Sabrina's mouth dropped. "What do you mean she got pregnant?" I could hear the unpleasant tone in her voice. "You got another girl pregnant?" She wanted answers but I froze. "So what you just have a kid back in Philadelphia?" Sabrina questioned in disbelief and anger.

I stood up. "No it's more complicated than that Sab." I felt so ashamed for plenty of things but seeing the way she looked at me broke my heart.

She shook her head. "I don't believe this! How could you lie to me like that?" Sabrina's eyes watered.

"I'm sorry Sabrina." I couldn't see her hurt like this.

Sabrina's POV

I was fuming with anger. How could he do this? I was ready to be intimate with the man I loved. Josh ruined everything. He lied to me for months and let me fall in love with a man who would abandon his own child. My parents left me and he saw that aftermath. I couldn't understand something that could do that.

"Sabrina." Josh whispered. "Please let me explain." He reached for my hand.

I pulled away with disgust. "No." I stood up, looking down at him. "There is nothing for you to explain. I won't be lied to by a man that could abandon a child." A tear fell from my face.

"You and I are done."

My heart was broken.


Josh's POV

I watched the girl I love walk away from me. I couldn't explain myself and it hurt that she could think of me so negativity. I needed to think and explain everything but I had no idea where to start. I felt terrible about hiding this from her for so long but it's too painful for me to talk about it. I spent all night thinking and walked to her house at the crack of dawn. I waited till she came outside for school. She saw me and rolled her eyes as she passed by.
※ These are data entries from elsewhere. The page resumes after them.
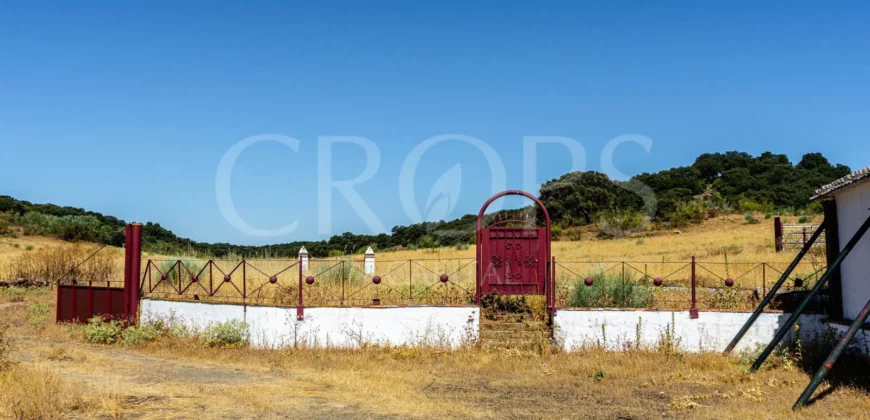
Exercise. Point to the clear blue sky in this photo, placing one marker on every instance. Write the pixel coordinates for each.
(128, 110)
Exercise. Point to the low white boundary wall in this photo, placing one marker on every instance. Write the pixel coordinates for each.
(861, 342)
(712, 331)
(274, 327)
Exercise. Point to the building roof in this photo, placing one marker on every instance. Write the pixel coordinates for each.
(858, 176)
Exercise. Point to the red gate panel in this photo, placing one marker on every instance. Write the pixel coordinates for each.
(513, 261)
(513, 254)
(80, 303)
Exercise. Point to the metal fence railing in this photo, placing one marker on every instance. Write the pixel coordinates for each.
(674, 285)
(313, 283)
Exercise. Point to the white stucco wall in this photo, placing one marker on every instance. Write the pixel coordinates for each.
(861, 342)
(274, 327)
(853, 208)
(712, 331)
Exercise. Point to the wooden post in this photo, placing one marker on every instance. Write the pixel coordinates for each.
(693, 311)
(777, 233)
(832, 251)
(135, 269)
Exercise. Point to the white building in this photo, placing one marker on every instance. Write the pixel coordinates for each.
(847, 207)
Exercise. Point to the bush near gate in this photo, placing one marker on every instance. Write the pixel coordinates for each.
(229, 334)
(609, 291)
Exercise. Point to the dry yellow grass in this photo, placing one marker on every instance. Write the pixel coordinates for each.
(176, 378)
(725, 247)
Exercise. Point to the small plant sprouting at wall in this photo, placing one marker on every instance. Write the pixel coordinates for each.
(609, 290)
(669, 342)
"Sabrina please!" I pleaded as she walks further.

"Leave me the hell alone" She stopped in her tracks. "I'm done."

I knew this wasn't going to be easy. "Listen to me please. Five minutes it's all that I'll ever ask you for." Sabrina crossed her arms.

"You got two." She looked at me with pain all over her face.
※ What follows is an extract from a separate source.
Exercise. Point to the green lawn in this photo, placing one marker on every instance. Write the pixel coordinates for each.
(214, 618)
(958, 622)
"I didn't abandon my child." I stated. My hands were shaking.

Sabrina scuffed. "Please."

"I didn't! It's complicated." I took a deep breath. "The girl that I got pregnant her name was Amy. She died." I swallowed my pain away.
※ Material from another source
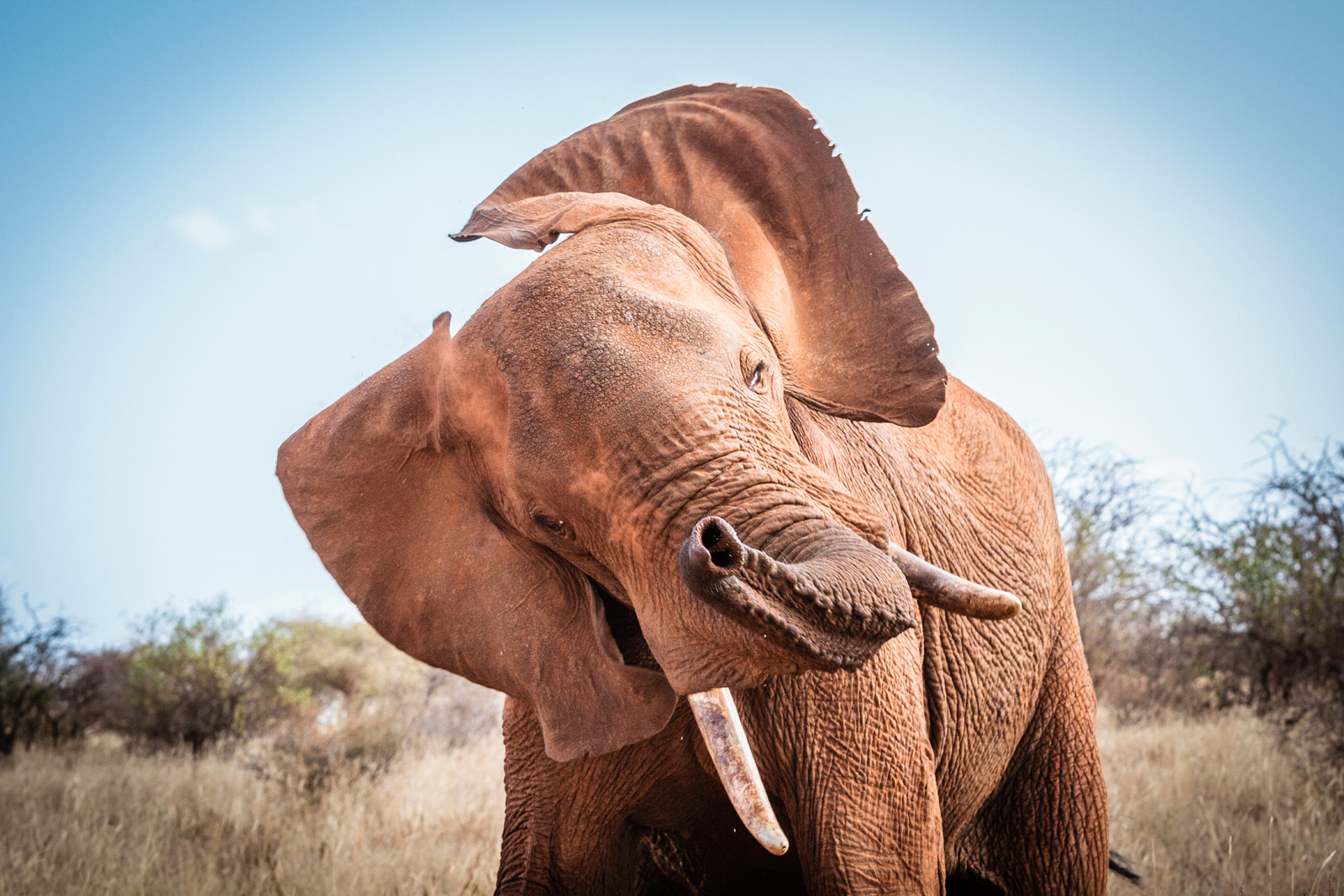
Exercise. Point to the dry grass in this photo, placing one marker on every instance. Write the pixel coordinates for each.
(1216, 806)
(1207, 806)
(101, 821)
"What?" Sabrina was shocked.

"She got in with the wrong crowd and using drugs. I was wasn't much better back then but she had a real problem." The pain and memories came flooding in and I held back tears. "She tried so hard to get clean for most of her pregnancy but towards the end she gave in." My eyes swelled with tears. "She went into early labor and had respiratory failure"

"What happened to your child?" Sabrina's face softened.

"My son was born early and addicted to drugs." I rubbed my eyes, trying not to breakdown.

Sabrina took my hand. "It's okay Josh. You can talk to me." Hearing her compassion gave me strength.

"He was so tiny but so beautiful and he was a fighter." I cried. "We picked out the name Julian months before he was born." I looked at Sabrina, seeing tears streaming down her face. "He made it four weeks but he was just not strong enough." Those words I said to her have echoed my mind from the moment the doctor broke the news to me.

Sabrina pulled me into her arms as I cried on her shoulder.